Next we systematically tested the relationship between the phase shift Δφ and the concentration of anti-p24 antibodies in solution at clinically relevant levels and found it scaled to a Langmuir adsorption isotherm, R2 = 0.994 (Fig. 2c). All measurements were performed in triplicate. At low antibody concentrations (5–20 nM, which corresponds to 0.75–3 µg/ml), the phase signal increases linearly from 4 ± 0.1 to 22 ± 0.6°. Above 20 nM (3 µg/ml), the signal begins to plateau, presumably when all the available binding sites on the surface are occupied. Testing three independent biochips, the lowest detected concentration (LDC) was found to be 2 nM (300ng/ml) anti-p24 antibodies in buffer within 5 minutes and the limit of detection (LOD) is 1.1 nM (165ng/ml), estimated using the function fitting the data presented in the insert of Fig. 2c, and defined as the concentration corresponding to a signal readout of the mean plus three times the standard deviation of the measurements taken for 0 nM samples. Both the LDC and LOD are well below the clinically relevant range of concentrations for anti-p24 antibodies, which is reported to be 82–1,900 µg/ml, or 0.55–12.67µM32. The small error bars reflect the high reproducibility of these assays between different biochips and functionalisation steps. These results compared favourably to those obtained using commercial lateral flow tests which we have found can detect 10–30 nM (1.5–4.5 µg/ml).

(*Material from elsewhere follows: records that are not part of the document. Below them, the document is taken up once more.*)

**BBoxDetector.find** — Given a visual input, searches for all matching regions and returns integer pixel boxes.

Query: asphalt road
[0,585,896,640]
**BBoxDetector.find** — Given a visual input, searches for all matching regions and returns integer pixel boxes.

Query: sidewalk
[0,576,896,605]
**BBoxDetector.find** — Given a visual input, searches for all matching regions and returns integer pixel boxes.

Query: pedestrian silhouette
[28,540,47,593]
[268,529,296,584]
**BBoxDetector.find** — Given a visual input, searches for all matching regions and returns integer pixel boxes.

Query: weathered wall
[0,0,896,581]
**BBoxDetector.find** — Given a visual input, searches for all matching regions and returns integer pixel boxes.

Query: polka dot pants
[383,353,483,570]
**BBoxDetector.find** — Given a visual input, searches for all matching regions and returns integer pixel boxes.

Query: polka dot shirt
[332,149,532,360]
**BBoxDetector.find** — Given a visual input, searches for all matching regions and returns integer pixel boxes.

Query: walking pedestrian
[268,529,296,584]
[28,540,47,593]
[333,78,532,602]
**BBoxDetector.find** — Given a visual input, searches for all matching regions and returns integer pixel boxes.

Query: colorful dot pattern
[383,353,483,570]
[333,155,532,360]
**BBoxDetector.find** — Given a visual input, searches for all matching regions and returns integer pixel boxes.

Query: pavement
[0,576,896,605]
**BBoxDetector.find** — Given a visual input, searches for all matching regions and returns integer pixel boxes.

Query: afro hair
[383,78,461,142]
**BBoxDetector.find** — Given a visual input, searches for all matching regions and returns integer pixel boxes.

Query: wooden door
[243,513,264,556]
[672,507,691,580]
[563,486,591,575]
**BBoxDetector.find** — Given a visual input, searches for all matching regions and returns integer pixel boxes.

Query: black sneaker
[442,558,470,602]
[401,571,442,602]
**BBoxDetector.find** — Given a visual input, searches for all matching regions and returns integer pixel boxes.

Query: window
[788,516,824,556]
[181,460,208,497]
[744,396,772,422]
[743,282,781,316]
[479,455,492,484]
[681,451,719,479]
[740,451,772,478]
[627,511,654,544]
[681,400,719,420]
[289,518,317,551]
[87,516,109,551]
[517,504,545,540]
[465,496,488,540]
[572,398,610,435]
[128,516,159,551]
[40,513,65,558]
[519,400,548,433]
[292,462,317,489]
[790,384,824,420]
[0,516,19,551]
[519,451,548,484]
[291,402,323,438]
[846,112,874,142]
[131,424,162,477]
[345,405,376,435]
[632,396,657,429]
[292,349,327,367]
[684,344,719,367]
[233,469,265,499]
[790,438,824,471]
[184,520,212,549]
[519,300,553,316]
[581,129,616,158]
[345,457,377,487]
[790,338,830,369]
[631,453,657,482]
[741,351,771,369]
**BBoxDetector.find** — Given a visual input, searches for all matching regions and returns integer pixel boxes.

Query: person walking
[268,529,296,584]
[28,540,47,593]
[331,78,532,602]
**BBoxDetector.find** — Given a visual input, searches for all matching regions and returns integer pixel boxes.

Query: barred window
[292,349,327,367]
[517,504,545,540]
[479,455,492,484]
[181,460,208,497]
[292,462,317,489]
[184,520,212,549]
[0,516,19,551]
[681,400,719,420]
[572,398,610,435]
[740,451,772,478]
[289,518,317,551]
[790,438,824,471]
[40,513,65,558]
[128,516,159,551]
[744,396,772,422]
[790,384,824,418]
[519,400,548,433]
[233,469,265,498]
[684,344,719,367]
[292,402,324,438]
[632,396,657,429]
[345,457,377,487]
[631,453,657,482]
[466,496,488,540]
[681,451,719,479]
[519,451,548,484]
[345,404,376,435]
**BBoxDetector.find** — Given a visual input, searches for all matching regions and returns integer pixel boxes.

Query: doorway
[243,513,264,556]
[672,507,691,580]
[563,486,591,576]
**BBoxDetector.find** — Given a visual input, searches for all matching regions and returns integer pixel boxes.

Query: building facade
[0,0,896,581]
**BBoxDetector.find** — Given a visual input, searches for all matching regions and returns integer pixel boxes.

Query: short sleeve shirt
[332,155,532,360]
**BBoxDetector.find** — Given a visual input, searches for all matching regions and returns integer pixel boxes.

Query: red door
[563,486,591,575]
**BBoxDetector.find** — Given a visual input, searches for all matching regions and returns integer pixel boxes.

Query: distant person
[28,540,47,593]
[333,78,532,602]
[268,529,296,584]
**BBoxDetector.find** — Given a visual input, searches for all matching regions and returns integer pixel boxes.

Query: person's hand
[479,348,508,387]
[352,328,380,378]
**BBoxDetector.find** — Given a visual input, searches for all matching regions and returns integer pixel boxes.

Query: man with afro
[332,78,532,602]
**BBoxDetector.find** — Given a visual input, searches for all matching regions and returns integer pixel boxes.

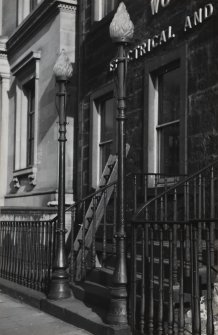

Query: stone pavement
[0,292,90,335]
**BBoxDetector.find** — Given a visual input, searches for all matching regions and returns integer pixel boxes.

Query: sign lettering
[151,0,171,15]
[184,3,214,31]
[110,0,214,71]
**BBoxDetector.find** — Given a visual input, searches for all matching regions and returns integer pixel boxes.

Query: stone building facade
[0,0,77,207]
[0,0,218,207]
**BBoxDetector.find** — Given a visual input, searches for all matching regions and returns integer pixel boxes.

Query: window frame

Testing times - ultra-fast diagnosis of HIV within seconds
Having established that SAW biosensors can detect antibodies at clinically relevant levels, we sought to test how quickly results could be delivered by analysis of the phase change in real-time. Reducing the time to deliver a test result is crucial for its utility within a typical primary healthcare setting, allowing treatment and care to be given on the spot, overcoming the need for multiple visits and reducing the risk that patients may not return to receive their results. The faster the test can be delivered the more time will be available for post-test counselling and care. The Foundation for Innovative Diagnostic (FIND)’s target product profile for a HIV self-test for use in the home underlines the need for results in under 5 minutes37.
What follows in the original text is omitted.